In the summer of 1926, NYC was locked in the throes of a brutal, miserable heatwave. Rudy had the great misfortune to arrive in the city during this heatwave, as part of his cross-country promotional campaign for The Son of the Sheik. He had also recently been divorced by his wife Natacha, which totally broke his heart.
In addition to a horrific heatwave and heartbreak, he was still smarting from the cruel “pink powder puff” allegation made by an anonymous Chicago Tribune editorialist on 18 July. This writer, who didn’t have the balls to sign his own name, said some quite nasty things:
A powder vending machine! In a men’s washroom! Homo Americanus! Why didn’t someone quietly drown Rudolph Guglielmo, alias Valentino, years ago?… Do women like the type of “man” who pats pink powder on his face in a public washroom and arranges his coiffure in a public elevator?… Hollywood is the national school of masculinity. Rudy, the beautiful gardener’s boy, is the prototype of the American male.
Rudy wanted to challenge this anonymous coward to a duel, but since duels were illegal, he settled for taking boxing lessons from his friend Jack Dempsey. He also defended his masculinity and personal tastes in an interview with The Herald Examiner. Dempsey put him in touch with sportswriter Frank “Buck” O’Neil, and they had a public boxing match on the roof of the Ambassador Hotel to prove his masculinity.
The New York première of The Son of the Sheik was 9 July, and proved a most smashing success. It left critics and viewers in no doubt about Rudy’s masculinity. He was extremely well-built, with a muscular physique that could easily flatten an opponent.
On 15 August 1926, Rudy collapsed by the Hotel Ambassador in NYC, and was found spitting up blood and doubled over. He’d already had ulcers, but had refused to see a doctor owing to a superstitious old-country fear. He’d also been going to clubs and speakeasies, was a heavy smoker, and was taking some kind of medicine meant to prevent baldness. The heat probably exacerbated pre-existing health issues.
Rudy was rushed to the Polyclinic on the Lower East Side, and X-rays determined he had gastric ulcers in the abdomen (including a large perforated ulcer) and appendicitis. There was also a very serious infection. Rudy was immediately taken to surgery, and when he awoke, he vomited blood, was feverish, and groaned in agony.
16–20 August saw him in a great deal of pain, feverish, and being fed via vitamin injections. He was unable to eat due to the pain, and developed peritonitis. On 18 August, his doctors gave him a very positive prognosis, and told the media no further updates were necessary.
Everything changed on 21 August.
Rudy came down with very bad pleurisy in the left lung, and it progressed rapidly due to his already weak health. Like most doctors of the era, Rudy’s doctors too deliberately withheld the news that he was probably going to die.
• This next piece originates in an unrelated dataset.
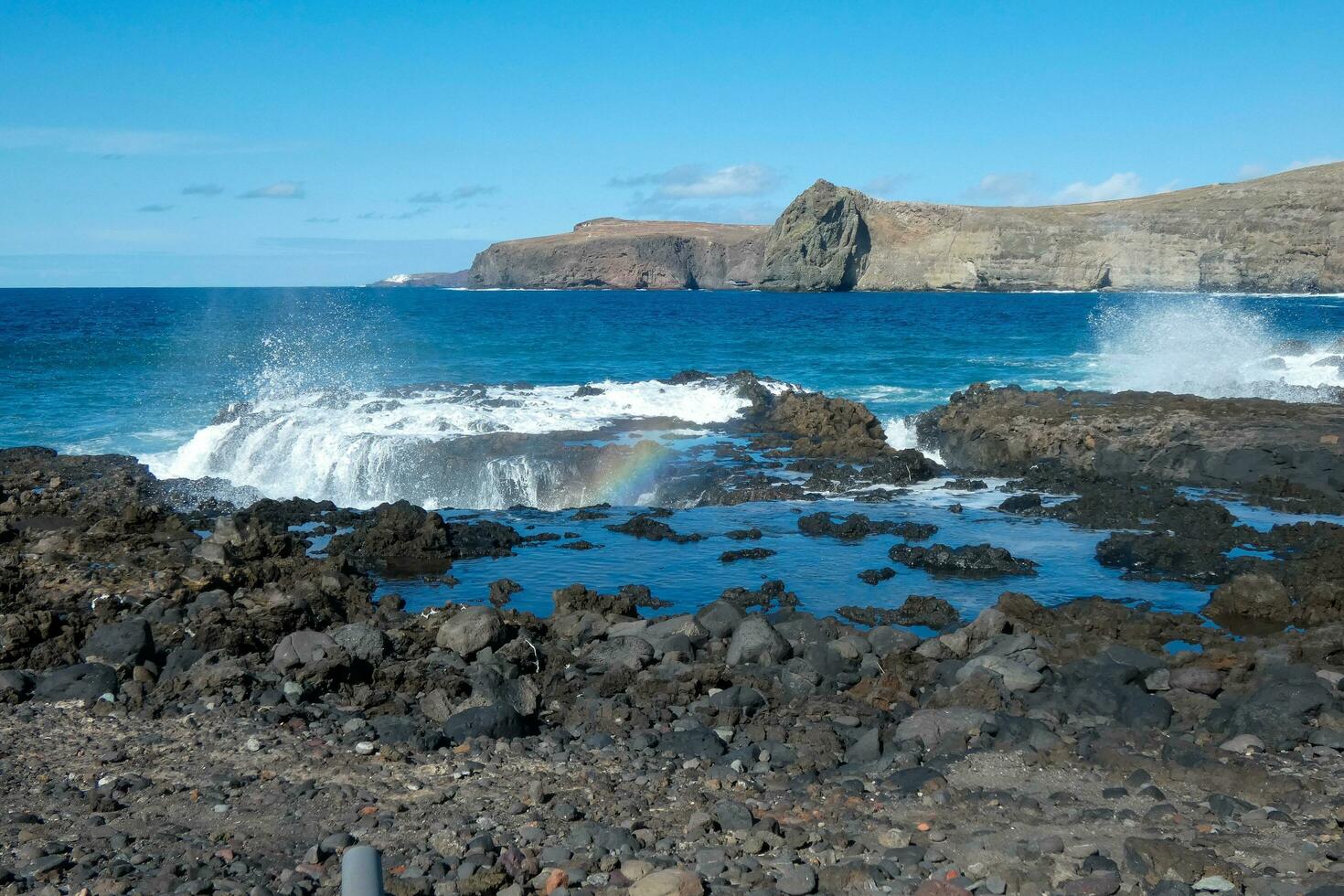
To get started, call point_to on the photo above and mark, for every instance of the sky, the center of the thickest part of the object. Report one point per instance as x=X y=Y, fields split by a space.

Rudy firmly believed he was going to get better.
On the evening of 22 August, his pain increased even more, and he received Last Rites, though was unable to take Communion.
In the early hours of 23 August, Rudy regained consciousness and had a pleasant chat with his doctors about his future. Then he lapsed back into horrific pain, fell into a coma, and shortly after noon, the Angel of Death took him away at only 31 years old.
An official came out of the hospital to break the news to the mob of female fans standing vigil outside, and pandemonium broke out. Women began screaming and fainting. Some of them passed out. As it turned out, this was just a foretaste of the mob scene which was to follow by his funeral and wake.
If only Rudy hadn’t had such a fear of doctors and hospitals, he’d taken better care of his health to begin with, there hadn’t been such a brutal heatwave, and antibiotics had existed, this dear, sweet soul might have enjoyed a longer life, and not died in such terrible, protracted agony.
Now this beautiful man belongs to the ages.
P.S.: Happy heavenly 70th birthday to Keith John Moon, the greatest drummer ever!